Come si fa a rendere noioso un film che parte dalla sconvolgente (seppur non originale) premessa di intere generazioni di bambini cresciuti per fare da dispensa di organi? Semplice, basta concentrare l'intera trama sul più banale dei triangoli amorosi che si svolge in questo contesto, piuttosto che affrontare il nucleo distopico della vicenda.

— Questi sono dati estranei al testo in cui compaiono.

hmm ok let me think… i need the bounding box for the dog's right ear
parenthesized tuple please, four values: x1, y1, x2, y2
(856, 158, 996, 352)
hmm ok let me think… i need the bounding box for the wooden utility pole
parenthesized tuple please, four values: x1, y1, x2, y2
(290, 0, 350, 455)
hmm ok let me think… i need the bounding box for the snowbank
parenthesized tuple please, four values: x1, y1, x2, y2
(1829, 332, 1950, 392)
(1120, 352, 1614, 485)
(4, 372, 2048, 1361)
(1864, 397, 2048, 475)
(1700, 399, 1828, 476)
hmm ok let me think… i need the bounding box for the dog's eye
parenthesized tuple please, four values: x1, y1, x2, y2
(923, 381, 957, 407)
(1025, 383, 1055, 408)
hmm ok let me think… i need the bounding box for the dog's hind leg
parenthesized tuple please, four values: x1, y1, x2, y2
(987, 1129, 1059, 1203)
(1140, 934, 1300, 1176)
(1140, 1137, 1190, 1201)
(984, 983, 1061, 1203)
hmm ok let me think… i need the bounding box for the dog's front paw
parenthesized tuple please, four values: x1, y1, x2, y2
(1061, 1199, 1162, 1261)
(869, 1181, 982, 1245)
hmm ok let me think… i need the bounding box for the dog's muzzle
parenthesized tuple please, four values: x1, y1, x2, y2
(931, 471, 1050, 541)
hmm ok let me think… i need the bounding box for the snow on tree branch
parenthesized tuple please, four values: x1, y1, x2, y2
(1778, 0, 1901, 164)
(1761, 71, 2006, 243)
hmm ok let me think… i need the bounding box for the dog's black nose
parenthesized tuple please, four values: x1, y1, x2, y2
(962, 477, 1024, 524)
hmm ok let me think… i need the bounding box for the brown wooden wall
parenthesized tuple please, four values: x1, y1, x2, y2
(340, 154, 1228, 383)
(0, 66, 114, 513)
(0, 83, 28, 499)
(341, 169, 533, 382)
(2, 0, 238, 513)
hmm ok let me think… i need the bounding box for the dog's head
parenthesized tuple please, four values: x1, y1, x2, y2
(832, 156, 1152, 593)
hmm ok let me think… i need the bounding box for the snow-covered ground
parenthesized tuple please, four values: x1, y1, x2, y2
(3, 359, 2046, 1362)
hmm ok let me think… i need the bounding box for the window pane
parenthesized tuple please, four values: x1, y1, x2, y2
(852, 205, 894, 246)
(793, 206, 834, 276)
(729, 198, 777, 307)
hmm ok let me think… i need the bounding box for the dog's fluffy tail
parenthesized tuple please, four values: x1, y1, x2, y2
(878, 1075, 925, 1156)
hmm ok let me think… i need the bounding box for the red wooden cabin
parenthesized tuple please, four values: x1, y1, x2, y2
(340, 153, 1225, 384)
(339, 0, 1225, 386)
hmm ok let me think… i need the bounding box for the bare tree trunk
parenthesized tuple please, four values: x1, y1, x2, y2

Questa può essere la sintesi essenziale di questo recente film basato sul romanzo di un autore giapponese con cui spero di non avere mai a che fare. Ora, non dico che la storia sia completamente da buttare: gli spunti per tirare fuori qualcosa di convincente ci sono. Anzi, probabilmente in forma di libro, con l'adeguato sviluppo dei personaggi e delle situazioni, può risultare interessante, ma la sua trasposizione cinematografica si rivela invece piuttosto scialba. Oh, certo, c'è tanto sentimento, tanto ostentato mal di vivere, che è comprensibile in personaggi desintati a una morte prematura in seguito ai successivi espianti forzati, ma l'attenzione è tutta focalizzata sul prevedibilissimo rapporto di amicizia-amore-odio dei tre protagonisti, che invece di curarsi della caducità della loro vita, e fornire qualche dettaglio incidentale su un mondo contemporaneo in cui esistono speciali istituti di allevamento per banche viventi di organi da trapianto, si preoccupano di chi scopa con chi per ripicca a chi.
Il messaggio ultimo del film è intenso e commovente, e può far riflettere sul senso della vita anche delle persone "libere", che probabilmente arrivano alla morte incompleti e insicuri tanto quanto i donatori, ma viene consegnato con un forzato monologo finale, invece di emergere gradualmente attraverso i cento e passa minuti precedenti di bobina, nella più grossolana violazione dell'assiome fondamentale show don't tell.
In definitiva, si tratta di una grande occasione sprecata, una storia potenzialmente affascinante e inquietante ridotta a un raccontino rosa da edicola.